# Methods of chemical oil extraction



## YYZ Skinhead (Nov 16, 2013)

The first extractions I did were with butane, but reading of residual impurities in BHO (in addition to fear of pressurised flammable gas) made me switch to grain alcohol (ethanol) exclusively.  If I could get pure butane that had no extraneous crap in it I would try BHO again, because I liked the result I got.  It was amber-colored and had the texture of rubber cement.


----------



## YYZ Skinhead (Nov 16, 2013)

Mebeafarmer said:
			
		

> Whats up YYZ?
> 
> I voted water extraction because in my opinion, it is simply superior in many ways to hash extracted with solvents other than water.
> They are all good though if you ask me. My first hash was iso, then I bought some bubble bags and was like wow!
> ...


I was thinking of acquiring some bubble bags from one of the numerous Crapslist ads.  I would need to use distilled water where I live, because I don't think what comes out of the taps in So Cal can be called "water".  :spit:


----------



## ozzydiodude (Nov 16, 2013)

I couldn't vote for 2 so I went with Ice water, For me I love the taste of icewater hash. The alcohol shatter I made is a sledgehammer effect just not as good a taste


----------



## The Hemp Goddess (Nov 16, 2013)

I also love the taste of ice water hash.  Although I am not sure I would call ice water chemical extraction--part of what I like about it.  It just kills me when I think about all the great trim (potential hash) I threw away over the years, not realizing how incredibly easy and safe it can be to make hash from good trim.


----------



## YYZ Skinhead (Nov 17, 2013)

I nearly excluded water/ice because the vast majority of people don't consider it a "chemical compound" (*only* big ol' nerds like me with a periodic table wall decoration would label it thus).  Water sounds as though it would produce a cleaner taste than grain alcohol.  My booze extractions tend to come out a bit too green.


----------



## WeedHopper (Nov 17, 2013)

Ice Water taste the best.


----------



## The Effen Gee (Nov 17, 2013)

You guys need better bho in your area. Ive done em all, and I have to say properly extracted wax tastes the best, has the best high and hands down the best potency. 

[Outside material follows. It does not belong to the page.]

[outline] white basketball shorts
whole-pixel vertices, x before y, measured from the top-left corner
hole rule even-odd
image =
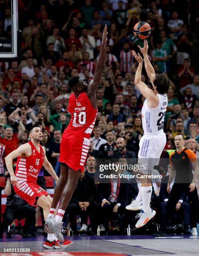
[[[140,172],[151,174],[154,166],[159,164],[160,156],[165,146],[166,134],[144,134],[139,141],[138,164],[143,166]]]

Solvent-less is a hard second.


----------



## ozzydiodude (Nov 17, 2013)

Just what and how is this "properly extracted wax done TEG

:48: by the way good seeing you back around too


----------



## The Effen Gee (Nov 17, 2013)

With equipment that costs thousands and sometimes tens of thousands of dollars. 

Vacuum ovens, recirculating systems, high end industrial grade butane, clean trim from a prime indoor crop with no leaves. No debris, proper color, not too much heat, enough purge time, proper storage and packaging practices, and capable able minded professionals in a safe environment.


----------



## Locked (Nov 17, 2013)

Long time no see TEG...hope all is well bro.


----------



## ozzydiodude (Nov 17, 2013)

So in other words pay a middle man to process your grow or buy what someone says they professionally made in a laboratory setting. Think I'll stick to the ice water out the ground and the alcohol made by my own to hands to hake my hash and shatter and oils.


Hey TEG your back? when the Tandum thrust coming?


----------



## The Effen Gee (Nov 17, 2013)

Never. Im out of the grow game for a while. 

Around here the demand is so high and the competition so fierce the standard of quality has shot sky high. 

If you are blasting in your backyard and off gassing on a hot plate, you are not doing it properly. 

and other than my house burning down month before last its been a breeze.


----------



## Locked (Nov 17, 2013)

The Effen Gee said:
			
		

> and other than my house burning down month before last its been a breeze.



That sucks bro...sorry to hear that.


----------



## ozzydiodude (Nov 17, 2013)

Damn that blows bro. Hope everyone is safe and no one was hurt.


----------



## The Effen Gee (Nov 17, 2013)

Nobody was hurt. We lost everything and had about 90 seconds to get out or we would have died. 

No grows going on, but it was electrical and I did loose all of my equipment. 

Id post some pics of this tangerine shatter I am smoking on right now, but my camera died and buying a new one isnt in the budget at this time.


----------



## YYZ Skinhead (Nov 17, 2013)

Oh man.  Sorry about your loss.  I hope you can recover.


----------